Integration: Combining All Components

The TestIntegration class verifies properties that only emerge when components work together. The test_end_to_end_task_structure test checks that a synthetic Series with a DatetimeIndex satisfies is_monotonic_increasing, which is a prerequisite for all skforecast operations. A non-monotonic index causes _create_train_X_y to produce incorrectly ordered lag matrices, so this invariant must hold at the point where the data enters the forecaster.
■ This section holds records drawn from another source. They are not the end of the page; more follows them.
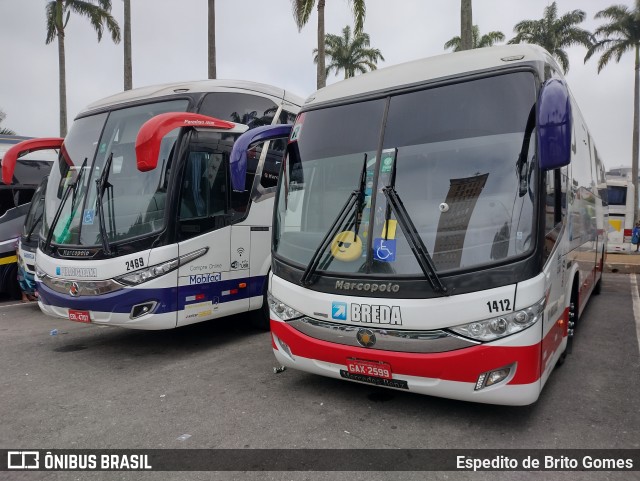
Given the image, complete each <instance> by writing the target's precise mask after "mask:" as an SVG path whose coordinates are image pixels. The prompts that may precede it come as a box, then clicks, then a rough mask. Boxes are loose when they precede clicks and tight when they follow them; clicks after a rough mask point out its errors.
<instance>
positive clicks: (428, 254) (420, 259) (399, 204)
mask: <svg viewBox="0 0 640 481" xmlns="http://www.w3.org/2000/svg"><path fill="white" fill-rule="evenodd" d="M394 177H395V176H394ZM382 192H383V193H384V196H385V197H386V199H387V205H388V206H390V207H391V210H392V211H393V214H394V215H395V216H396V220H397V221H398V222H399V223H400V227H401V228H402V231H403V232H404V234H405V237H406V239H407V242H408V243H409V247H410V248H411V252H413V255H414V256H415V257H416V260H417V261H418V264H419V265H420V268H421V269H422V272H424V275H425V276H426V278H427V280H428V281H429V284H431V288H432V289H433V291H434V292H437V293H440V294H443V295H448V294H447V288H446V287H445V286H444V285H443V284H442V281H441V280H440V277H438V274H437V272H436V266H435V264H434V263H433V260H432V259H431V256H430V255H429V251H428V250H427V247H426V246H425V245H424V242H422V238H421V237H420V234H418V230H417V229H416V226H415V225H414V224H413V222H412V221H411V217H410V216H409V213H408V212H407V209H406V208H405V207H404V204H403V203H402V200H401V199H400V196H399V195H398V193H397V192H396V189H395V187H393V185H391V186H387V187H384V188H383V189H382ZM387 230H388V226H387Z"/></svg>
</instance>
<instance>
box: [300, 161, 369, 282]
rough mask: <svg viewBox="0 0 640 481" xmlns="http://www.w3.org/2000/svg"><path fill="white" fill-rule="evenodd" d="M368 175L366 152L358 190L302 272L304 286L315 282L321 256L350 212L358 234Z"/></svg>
mask: <svg viewBox="0 0 640 481" xmlns="http://www.w3.org/2000/svg"><path fill="white" fill-rule="evenodd" d="M366 175H367V154H366V153H365V154H364V161H363V163H362V171H361V173H360V185H359V186H358V189H357V190H354V191H353V192H351V194H350V195H349V198H348V199H347V201H346V202H345V204H344V205H343V206H342V209H340V213H339V214H338V216H337V217H336V218H335V220H334V221H333V223H332V224H331V226H330V227H329V231H328V232H327V233H326V234H325V236H324V238H323V239H322V242H320V245H319V246H318V248H317V249H316V250H315V252H314V253H313V257H311V261H309V265H308V266H307V268H306V269H305V271H304V273H303V274H302V277H301V278H300V283H301V284H302V285H303V286H309V285H311V284H313V280H312V279H311V277H312V276H313V274H314V273H315V272H316V270H317V269H318V264H320V258H321V257H322V254H324V252H325V251H326V250H327V247H329V245H330V244H331V241H332V240H333V238H334V237H335V236H336V234H337V233H338V229H340V226H342V225H343V224H344V222H345V220H346V219H347V216H348V215H349V214H351V215H350V216H349V222H348V224H347V225H349V226H351V225H354V224H355V229H356V230H355V233H354V235H355V236H357V235H358V230H357V226H358V222H357V215H358V212H359V211H361V210H362V207H363V205H364V187H365V184H366ZM356 205H357V206H358V208H357V209H355V210H354V209H353V207H354V206H356ZM330 263H331V260H329V261H328V262H325V263H324V264H323V269H326V268H327V267H328V266H329V264H330Z"/></svg>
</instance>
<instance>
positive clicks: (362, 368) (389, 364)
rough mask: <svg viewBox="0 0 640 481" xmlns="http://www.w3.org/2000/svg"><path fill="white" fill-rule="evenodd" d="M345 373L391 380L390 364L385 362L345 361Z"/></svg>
mask: <svg viewBox="0 0 640 481" xmlns="http://www.w3.org/2000/svg"><path fill="white" fill-rule="evenodd" d="M347 371H348V372H350V373H351V374H360V375H362V376H372V377H379V378H382V379H391V378H392V375H391V364H387V363H386V362H376V361H364V360H362V359H347Z"/></svg>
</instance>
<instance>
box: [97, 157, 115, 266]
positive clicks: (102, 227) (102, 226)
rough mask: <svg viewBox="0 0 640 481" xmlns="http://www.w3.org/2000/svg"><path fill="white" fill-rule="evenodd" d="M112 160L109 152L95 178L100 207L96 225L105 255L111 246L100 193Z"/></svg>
mask: <svg viewBox="0 0 640 481" xmlns="http://www.w3.org/2000/svg"><path fill="white" fill-rule="evenodd" d="M112 160H113V152H111V153H110V154H109V157H108V158H107V161H106V162H105V163H104V169H103V170H102V172H101V173H100V177H98V178H97V179H96V203H97V204H98V209H100V215H99V219H98V225H99V226H100V237H101V239H102V250H103V251H104V253H105V254H106V255H111V247H110V246H109V240H108V239H107V227H106V225H105V223H104V207H103V206H102V195H103V194H104V191H105V189H106V188H107V184H108V182H109V181H108V179H109V171H110V170H111V161H112Z"/></svg>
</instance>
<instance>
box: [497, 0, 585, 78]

The test_metric_consistency_across_models test constructs three prediction Series against a common actual and computes MAE and MSE for each. Model C predicts exactly the actuals, so its metrics are identically zero. Models A and B have small symmetric errors around the actuals. The test confirms that the metric dictionary structure is consistent across all three models and that the perfect predictor is correctly identified. This mirrors the final reporting step of task_safe_demo, where all three pipelines are evaluated and their metrics are logged for comparison.

import pandas as pd

actual = pd.Series([1.0, 2.0, 3.0, 4.0, 5.0])
predictions = {
    "baseline":    pd.Series([1.1, 2.1, 3.1, 4.1, 5.1]),
    "covariates":  pd.Series([0.9, 1.9, 2.9, 3.9, 4.9]),
    "custom_lgbm": pd.Series([1.0, 2.0, 3.0, 4.0, 5.0]),
}

from spotforecast2_safe.manager.demo_metrics import calculate_metrics

results = {
    name: calculate_metrics(actual, pred)
    for name, pred in predictions.items()
}
pd.DataFrame(results).T.round(4)

	MAE	MSE
baseline	0.1	0.01
covariates	0.1	0.01
custom_lgbm	0.0	0.00

The Complete Execution Flow

Putting all pieces together, a single invocation of task_safe_demo follows this sequence. First, DemoConfig is constructed and its fields are used throughout. The ground truth file is validated before any model training begins. The baseline pipeline trains on the raw series without covariates. The covariate pipeline repeats this with weather, holiday, and calendar features included as exogenous inputs. The custom LightGBM pipeline reuses the covariate pipeline but substitutes the default estimator with a specifically tuned regressor. Each pipeline’s 11-column output is collapsed to a single Series by agg_predict using the signed weight vector. Finally, all three combined forecasts are evaluated against the ground truth and their metrics are written to the log.

The test suite mirrors this flow by testing each building block independently, ensuring that a failure in any component surfaces as a specific, attributable test failure rather than a cryptic runtime error at the end of a long training run.